O brasileiro Márcio Uebel Hubner, de 49 anos, apontado como piloto a serviço do narcotráfico internacional, faleceu em território colombiano após contrair uma grave infecção por fasciíte necrosante. A condição médica, popularmente chamada de "bactéria comedora de carne", é caracterizada pela rápida destruição dos tecidos corporais devido à liberação de toxinas agressivas.

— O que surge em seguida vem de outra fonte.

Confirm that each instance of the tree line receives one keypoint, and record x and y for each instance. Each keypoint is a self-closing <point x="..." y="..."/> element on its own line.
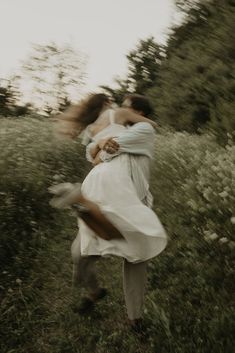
<point x="190" y="80"/>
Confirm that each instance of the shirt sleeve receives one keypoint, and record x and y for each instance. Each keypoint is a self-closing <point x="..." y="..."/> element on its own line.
<point x="138" y="139"/>
<point x="88" y="151"/>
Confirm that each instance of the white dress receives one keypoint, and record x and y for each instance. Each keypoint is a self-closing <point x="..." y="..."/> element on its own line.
<point x="110" y="185"/>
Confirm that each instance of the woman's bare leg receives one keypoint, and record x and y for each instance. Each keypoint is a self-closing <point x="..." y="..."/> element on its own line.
<point x="97" y="221"/>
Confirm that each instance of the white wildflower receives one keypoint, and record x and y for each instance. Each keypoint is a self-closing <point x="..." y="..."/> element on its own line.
<point x="213" y="236"/>
<point x="223" y="194"/>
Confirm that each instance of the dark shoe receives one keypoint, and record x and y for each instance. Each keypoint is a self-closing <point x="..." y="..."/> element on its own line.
<point x="87" y="304"/>
<point x="138" y="327"/>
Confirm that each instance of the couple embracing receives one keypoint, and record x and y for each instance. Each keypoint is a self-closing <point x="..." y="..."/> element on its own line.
<point x="114" y="202"/>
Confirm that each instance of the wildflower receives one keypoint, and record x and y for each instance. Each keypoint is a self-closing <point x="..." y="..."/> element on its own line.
<point x="223" y="194"/>
<point x="213" y="236"/>
<point x="223" y="240"/>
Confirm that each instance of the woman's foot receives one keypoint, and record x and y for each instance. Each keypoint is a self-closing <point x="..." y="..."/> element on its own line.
<point x="66" y="195"/>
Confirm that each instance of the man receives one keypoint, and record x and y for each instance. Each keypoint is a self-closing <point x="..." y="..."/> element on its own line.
<point x="138" y="142"/>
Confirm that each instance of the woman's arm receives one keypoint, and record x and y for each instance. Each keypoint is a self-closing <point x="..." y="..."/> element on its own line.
<point x="128" y="116"/>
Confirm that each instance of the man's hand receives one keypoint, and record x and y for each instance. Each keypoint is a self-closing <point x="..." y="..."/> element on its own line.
<point x="109" y="145"/>
<point x="97" y="160"/>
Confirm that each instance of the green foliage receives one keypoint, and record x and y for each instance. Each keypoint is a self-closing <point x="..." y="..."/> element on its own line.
<point x="144" y="65"/>
<point x="32" y="158"/>
<point x="197" y="76"/>
<point x="55" y="73"/>
<point x="191" y="80"/>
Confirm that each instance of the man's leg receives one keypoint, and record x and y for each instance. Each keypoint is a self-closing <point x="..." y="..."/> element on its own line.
<point x="134" y="284"/>
<point x="84" y="274"/>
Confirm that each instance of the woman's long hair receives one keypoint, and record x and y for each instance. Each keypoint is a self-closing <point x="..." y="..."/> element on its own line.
<point x="77" y="117"/>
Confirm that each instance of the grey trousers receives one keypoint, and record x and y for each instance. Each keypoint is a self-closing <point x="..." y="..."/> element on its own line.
<point x="134" y="279"/>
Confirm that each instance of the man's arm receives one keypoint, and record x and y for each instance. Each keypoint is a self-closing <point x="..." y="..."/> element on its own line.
<point x="137" y="139"/>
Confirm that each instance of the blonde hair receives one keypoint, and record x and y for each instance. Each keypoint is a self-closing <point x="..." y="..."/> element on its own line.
<point x="77" y="117"/>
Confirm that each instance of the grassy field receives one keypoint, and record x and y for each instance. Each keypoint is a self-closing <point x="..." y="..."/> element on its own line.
<point x="189" y="305"/>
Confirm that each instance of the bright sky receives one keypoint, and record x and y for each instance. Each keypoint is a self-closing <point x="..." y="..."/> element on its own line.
<point x="105" y="30"/>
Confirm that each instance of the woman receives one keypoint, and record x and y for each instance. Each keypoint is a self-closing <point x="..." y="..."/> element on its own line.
<point x="108" y="192"/>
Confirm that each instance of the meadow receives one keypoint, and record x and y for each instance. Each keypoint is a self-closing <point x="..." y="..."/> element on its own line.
<point x="189" y="306"/>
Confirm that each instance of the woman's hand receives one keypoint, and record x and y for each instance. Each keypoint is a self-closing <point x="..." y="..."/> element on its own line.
<point x="109" y="145"/>
<point x="97" y="159"/>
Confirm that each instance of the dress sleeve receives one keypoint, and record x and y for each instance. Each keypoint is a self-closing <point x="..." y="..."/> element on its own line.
<point x="88" y="151"/>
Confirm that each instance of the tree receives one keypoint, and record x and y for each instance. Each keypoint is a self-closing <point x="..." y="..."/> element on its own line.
<point x="55" y="74"/>
<point x="144" y="65"/>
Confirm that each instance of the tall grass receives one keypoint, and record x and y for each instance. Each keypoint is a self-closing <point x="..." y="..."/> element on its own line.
<point x="189" y="299"/>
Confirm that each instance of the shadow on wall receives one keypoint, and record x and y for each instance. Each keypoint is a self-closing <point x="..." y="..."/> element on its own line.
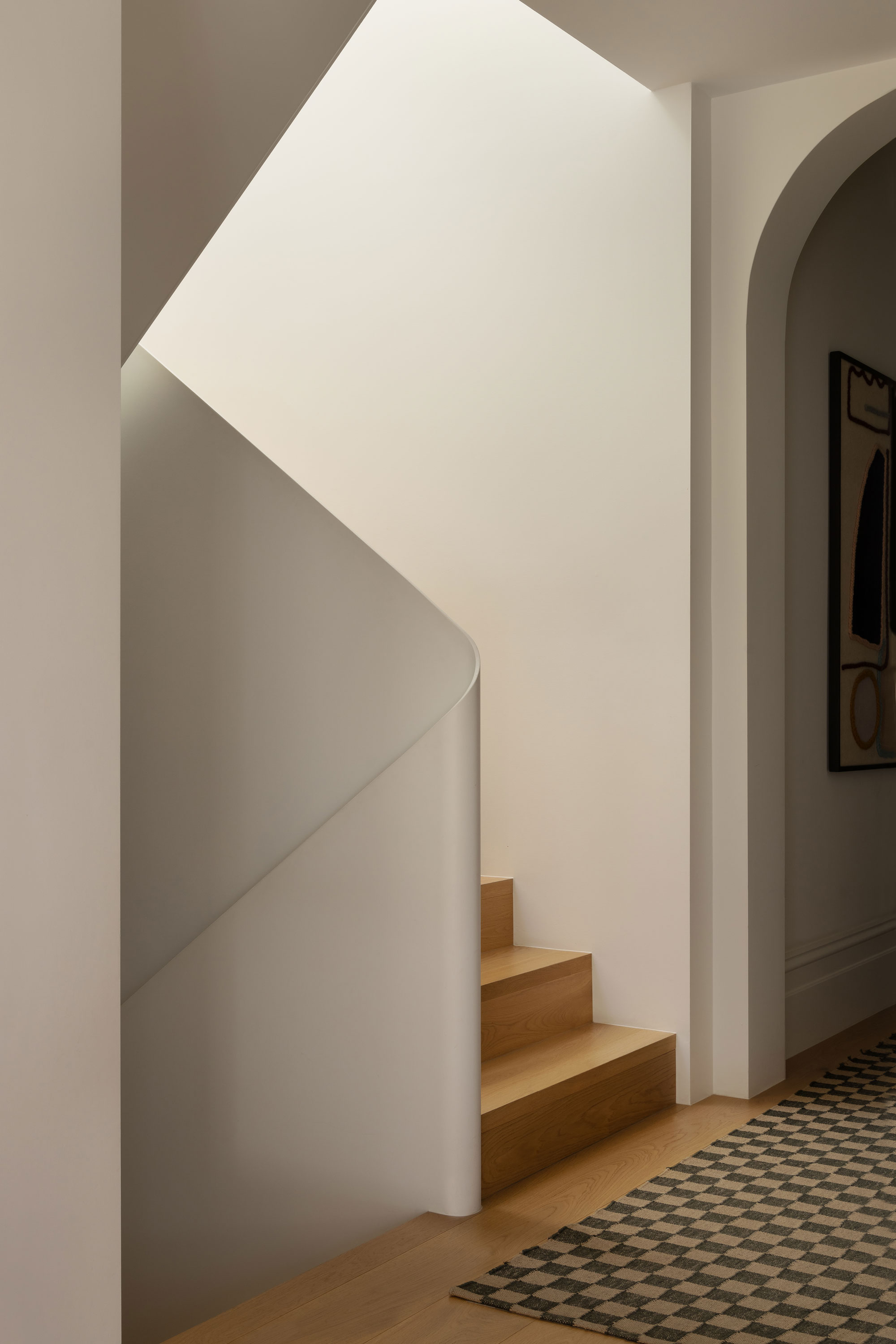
<point x="300" y="1059"/>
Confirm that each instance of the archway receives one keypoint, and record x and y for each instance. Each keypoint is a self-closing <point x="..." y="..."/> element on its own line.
<point x="782" y="240"/>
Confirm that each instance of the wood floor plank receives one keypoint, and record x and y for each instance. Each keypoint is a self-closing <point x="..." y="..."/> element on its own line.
<point x="448" y="1322"/>
<point x="401" y="1289"/>
<point x="233" y="1326"/>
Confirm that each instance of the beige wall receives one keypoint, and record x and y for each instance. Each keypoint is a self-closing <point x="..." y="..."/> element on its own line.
<point x="456" y="307"/>
<point x="300" y="877"/>
<point x="209" y="86"/>
<point x="839" y="867"/>
<point x="60" y="209"/>
<point x="272" y="667"/>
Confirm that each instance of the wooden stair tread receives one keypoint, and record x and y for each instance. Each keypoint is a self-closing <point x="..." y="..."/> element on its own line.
<point x="521" y="964"/>
<point x="566" y="1061"/>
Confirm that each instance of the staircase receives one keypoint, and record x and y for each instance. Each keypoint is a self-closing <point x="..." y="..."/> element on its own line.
<point x="554" y="1081"/>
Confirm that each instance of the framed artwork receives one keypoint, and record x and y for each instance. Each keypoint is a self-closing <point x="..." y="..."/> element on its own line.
<point x="862" y="638"/>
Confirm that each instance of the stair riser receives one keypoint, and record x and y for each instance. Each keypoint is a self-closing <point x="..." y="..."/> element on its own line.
<point x="497" y="914"/>
<point x="536" y="1011"/>
<point x="521" y="1144"/>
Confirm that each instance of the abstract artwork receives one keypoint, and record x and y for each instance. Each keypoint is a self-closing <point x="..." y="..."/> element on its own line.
<point x="862" y="657"/>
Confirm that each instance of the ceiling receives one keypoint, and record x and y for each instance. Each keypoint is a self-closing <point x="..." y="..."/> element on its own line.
<point x="728" y="45"/>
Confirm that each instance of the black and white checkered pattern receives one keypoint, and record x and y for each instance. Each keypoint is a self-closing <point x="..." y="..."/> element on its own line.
<point x="784" y="1230"/>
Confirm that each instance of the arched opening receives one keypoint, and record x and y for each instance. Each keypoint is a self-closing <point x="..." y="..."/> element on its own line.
<point x="788" y="229"/>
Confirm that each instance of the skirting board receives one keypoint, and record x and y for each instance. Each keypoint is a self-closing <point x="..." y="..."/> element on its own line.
<point x="836" y="1000"/>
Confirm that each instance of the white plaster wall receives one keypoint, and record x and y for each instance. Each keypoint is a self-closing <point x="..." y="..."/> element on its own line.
<point x="454" y="306"/>
<point x="307" y="1073"/>
<point x="60" y="209"/>
<point x="759" y="140"/>
<point x="272" y="667"/>
<point x="839" y="848"/>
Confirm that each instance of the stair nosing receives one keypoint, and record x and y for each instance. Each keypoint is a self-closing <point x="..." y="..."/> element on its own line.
<point x="577" y="1078"/>
<point x="567" y="964"/>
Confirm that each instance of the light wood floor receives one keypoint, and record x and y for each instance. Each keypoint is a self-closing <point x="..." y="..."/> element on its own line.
<point x="394" y="1289"/>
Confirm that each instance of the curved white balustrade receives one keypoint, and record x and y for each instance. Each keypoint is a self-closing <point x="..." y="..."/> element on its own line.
<point x="300" y="905"/>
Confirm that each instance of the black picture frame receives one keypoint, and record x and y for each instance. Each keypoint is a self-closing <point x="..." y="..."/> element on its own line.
<point x="835" y="553"/>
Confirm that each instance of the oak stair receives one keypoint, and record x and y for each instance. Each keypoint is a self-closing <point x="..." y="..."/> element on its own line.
<point x="554" y="1081"/>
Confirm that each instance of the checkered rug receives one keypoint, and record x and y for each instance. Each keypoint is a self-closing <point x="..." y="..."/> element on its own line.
<point x="784" y="1230"/>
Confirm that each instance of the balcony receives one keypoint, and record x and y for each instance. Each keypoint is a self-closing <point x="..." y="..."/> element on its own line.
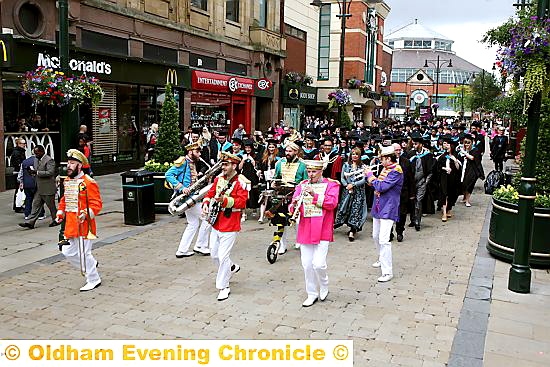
<point x="267" y="41"/>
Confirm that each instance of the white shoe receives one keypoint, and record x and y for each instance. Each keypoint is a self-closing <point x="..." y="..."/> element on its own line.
<point x="310" y="300"/>
<point x="385" y="278"/>
<point x="235" y="268"/>
<point x="224" y="294"/>
<point x="180" y="254"/>
<point x="89" y="286"/>
<point x="323" y="293"/>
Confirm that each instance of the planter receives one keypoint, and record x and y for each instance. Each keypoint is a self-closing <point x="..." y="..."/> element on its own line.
<point x="162" y="194"/>
<point x="502" y="232"/>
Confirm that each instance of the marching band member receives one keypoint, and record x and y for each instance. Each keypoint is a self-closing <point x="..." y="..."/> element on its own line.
<point x="229" y="193"/>
<point x="385" y="208"/>
<point x="291" y="170"/>
<point x="182" y="175"/>
<point x="319" y="199"/>
<point x="79" y="205"/>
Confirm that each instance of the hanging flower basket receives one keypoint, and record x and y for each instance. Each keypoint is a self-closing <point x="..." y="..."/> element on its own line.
<point x="339" y="98"/>
<point x="50" y="87"/>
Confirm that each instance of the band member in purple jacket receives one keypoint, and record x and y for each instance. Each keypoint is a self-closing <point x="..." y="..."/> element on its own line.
<point x="385" y="209"/>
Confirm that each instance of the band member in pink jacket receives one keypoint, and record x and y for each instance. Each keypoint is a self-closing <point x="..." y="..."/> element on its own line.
<point x="317" y="200"/>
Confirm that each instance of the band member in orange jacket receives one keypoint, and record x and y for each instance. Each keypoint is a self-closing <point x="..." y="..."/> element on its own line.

Hubner estava foragido da Justiça brasileira desde julho de 2022. Na ocasião, ele realizou um pouso de emergência em Jales, no interior de São Paulo, tripulando uma aeronave que carregava 656 quilos de cocaína. Ele e um comparsa conseguiram escapar do cerco policial na época, iniciando uma trajetória de clandestinidade que o levou para as zonas de selva na fronteira entre o Brasil, a Venezuela e a Colômbia.
Segundo informações das autoridades locais, o piloto foi abandonado por seus aliados à beira de um rio na Colômbia, apresentando ferimentos. Ele foi resgatado por desconhecidos e encaminhado a um hospital em Inírida, no departamento de Guainía. Ao dar entrada na unidade de saúde, a equipe médica e policial verificou sua identidade e constatou que havia um alerta contra ele nos sistemas da Interpol.
Sob custódia da Polícia Nacional colombiana no Hospital Renacer Intercultural, o quadro de saúde do brasileiro se deteriorou rapidamente. A infecção avançou para um estado de necrose generalizada em partes do corpo. Embora a equipe médica tenha cogitado uma intervenção cirúrgica de emergência, Hubner sofreu falência múltipla de órgãos e morreu no dia 20 de agosto, cinco dias após ser identificado pelas autoridades.
Investigações indicam que, em seus últimos anos, o piloto prestava serviços logísticos para Néstor Gregorio Vera Fernández, o "Ivan Mordisco", atual líder das dissidências das Farc (Forças Armadas Revolucionárias da Colômbia) e um dos criminosos mais procurados do país vizinho. O corpo do brasileiro permaneceu sob trâmites legais para repatriação ou sepultamento conforme os protocolos internacionais.